# Dynamically changing the text color based on background color contrast with vanilla JS

Last month, we looked at a technique for generating random colors with vanilla JS.

Reader Stephen Flannery showed me a demo he built with the technique where the text color changed from black to white if the color was too dark.

## Checking color contrast with vanillia JS

When I asked Stephen how he did it, he pointed me to this article from Brian Suda at 24 Ways on checking color contrast. In it, Brian shares this technique.

The second equation is called ‘YIQ’ because it converts the RGB color space into YIQ, which takes into account the different impacts of its constituent parts…

You’ll notice first that we have broken down the hex value into separate RGB values. This is important because each of these channels is scaled in accordance to its visual impact. Once everything is scaled and normalized, it will be in a range between zero and 255. Much like the previous ’50%’ function, we now need to check if the input is above or below halfway. Depending on where that value is, we’ll return the corresponding highest contrasting color.

And here’s a helper function he wrote to go with the technique.

``````function getContrastYIQ(hexcolor){
var r = parseInt(hexcolor.substr(0,2),16);
var g = parseInt(hexcolor.substr(2,2),16);
var b = parseInt(hexcolor.substr(4,2),16);
var yiq = ((r*299)+(g*587)+(b*114))/1000;
return (yiq >= 128) ? 'black' : 'white';
}
``````

The helper function is really neat. Let’s build on it.

## Adding flexibility to our contrast checker function

Brian’s function only accepts six-character hexcolors, and they cannot have a leading hash (`#`).

Let’s first modify it to accept a leading hash. We’ll use `Array.slice()` to get the first character and check if it equals `#`. If it does, we’ll use `Array.slice()` again to remove the leading hash and redefine `hexcolor`.

``````var getContrast = function (hexcolor){

// If a leading # is provided, remove it
if (hexcolor.slice(0, 1) === '#') {
hexcolor = hexcolor.slice(1);
}

// Convert to RGB value
var r = parseInt(hexcolor.substr(0,2),16);
var g = parseInt(hexcolor.substr(2,2),16);
var b = parseInt(hexcolor.substr(4,2),16);

// Get YIQ ratio
var yiq = ((r * 299) + (g * 587) + (b * 114)) / 1000;

// Check contrast
return (yiq >= 128) ? 'black' : 'white';

};
``````

Next, let’s modify the function to allow both three and six-character colors.

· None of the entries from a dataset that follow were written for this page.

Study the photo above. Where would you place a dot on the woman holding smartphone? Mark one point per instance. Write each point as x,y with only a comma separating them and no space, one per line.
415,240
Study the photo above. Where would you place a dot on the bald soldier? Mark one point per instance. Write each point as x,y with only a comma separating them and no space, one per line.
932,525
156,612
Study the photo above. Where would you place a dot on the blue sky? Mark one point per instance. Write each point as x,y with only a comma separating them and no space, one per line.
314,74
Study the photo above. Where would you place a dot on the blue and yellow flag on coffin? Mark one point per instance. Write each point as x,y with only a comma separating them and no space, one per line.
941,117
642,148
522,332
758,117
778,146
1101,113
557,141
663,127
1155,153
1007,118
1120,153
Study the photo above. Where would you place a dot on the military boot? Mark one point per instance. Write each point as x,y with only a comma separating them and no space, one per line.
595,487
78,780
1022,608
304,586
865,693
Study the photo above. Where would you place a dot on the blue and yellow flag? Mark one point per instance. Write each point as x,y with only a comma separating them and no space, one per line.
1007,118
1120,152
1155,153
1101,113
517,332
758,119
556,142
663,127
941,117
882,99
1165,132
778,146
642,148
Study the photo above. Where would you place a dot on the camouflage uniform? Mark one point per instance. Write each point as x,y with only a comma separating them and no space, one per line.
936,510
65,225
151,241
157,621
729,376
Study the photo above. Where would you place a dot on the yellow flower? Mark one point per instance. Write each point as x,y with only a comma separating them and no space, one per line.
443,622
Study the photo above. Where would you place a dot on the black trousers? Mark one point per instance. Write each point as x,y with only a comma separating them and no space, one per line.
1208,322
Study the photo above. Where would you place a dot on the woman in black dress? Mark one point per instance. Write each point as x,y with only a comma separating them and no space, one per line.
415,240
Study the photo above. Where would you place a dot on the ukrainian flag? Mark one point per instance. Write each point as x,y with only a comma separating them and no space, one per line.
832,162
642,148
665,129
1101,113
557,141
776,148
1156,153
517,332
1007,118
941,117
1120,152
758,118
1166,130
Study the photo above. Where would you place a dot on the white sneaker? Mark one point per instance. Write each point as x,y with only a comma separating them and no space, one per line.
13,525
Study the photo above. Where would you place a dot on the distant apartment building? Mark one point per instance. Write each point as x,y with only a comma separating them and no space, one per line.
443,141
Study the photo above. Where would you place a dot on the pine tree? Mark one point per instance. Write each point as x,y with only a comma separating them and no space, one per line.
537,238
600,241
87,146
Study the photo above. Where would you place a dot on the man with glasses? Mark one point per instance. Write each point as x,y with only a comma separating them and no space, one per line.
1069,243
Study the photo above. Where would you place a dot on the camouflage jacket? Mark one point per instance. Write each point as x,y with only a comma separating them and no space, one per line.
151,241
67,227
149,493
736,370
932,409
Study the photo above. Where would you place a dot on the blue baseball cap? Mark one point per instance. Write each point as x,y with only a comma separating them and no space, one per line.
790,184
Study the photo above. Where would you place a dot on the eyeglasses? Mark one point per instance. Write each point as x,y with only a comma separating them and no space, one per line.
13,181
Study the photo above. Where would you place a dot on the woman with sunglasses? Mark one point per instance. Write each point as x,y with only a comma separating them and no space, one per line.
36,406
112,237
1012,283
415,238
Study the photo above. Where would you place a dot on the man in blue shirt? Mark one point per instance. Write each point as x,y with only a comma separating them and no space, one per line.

To do that, we’ll first check the length of `hexcolor`. If it’s `3`, we’ll use `Array.split()` to convert the `hexcolor` string into an array of characters. Then, we’ll use `Array.map()` to double each character, and `Array.join()` to combine it back into a string.

``````/*!
* Get the contrasting color for any hex color
* (c) 2019 Chris Ferdinandi, MIT License, https://gomakethings.com
* Derived from work by Brian Suda, https://24ways.org/2010/calculating-color-contrast/
* @param  {String} A hexcolor value
* @return {String} The contrasting color (black or white)
*/
var getContrast = function (hexcolor){

// If a leading # is provided, remove it
if (hexcolor.slice(0, 1) === '#') {
hexcolor = hexcolor.slice(1);
}

// If a three-character hexcode, make six-character
if (hexcolor.length === 3) {
hexcolor = hexcolor.split('').map(function (hex) {
return hex + hex;
}).join('');
}

// Convert to RGB value
var r = parseInt(hexcolor.substr(0,2),16);
var g = parseInt(hexcolor.substr(2,2),16);
var b = parseInt(hexcolor.substr(4,2),16);

// Get YIQ ratio
var yiq = ((r * 299) + (g * 587) + (b * 114)) / 1000;

// Check contrast
return (yiq >= 128) ? 'black' : 'white';

};
``````

## Bringing it all together

Here’s a demo on CodePen. Reload the page to get a new color. You can download the modified helper function on the Vanilla JS Toolkit.

This technique works in all modern browsers, and IE9 and above.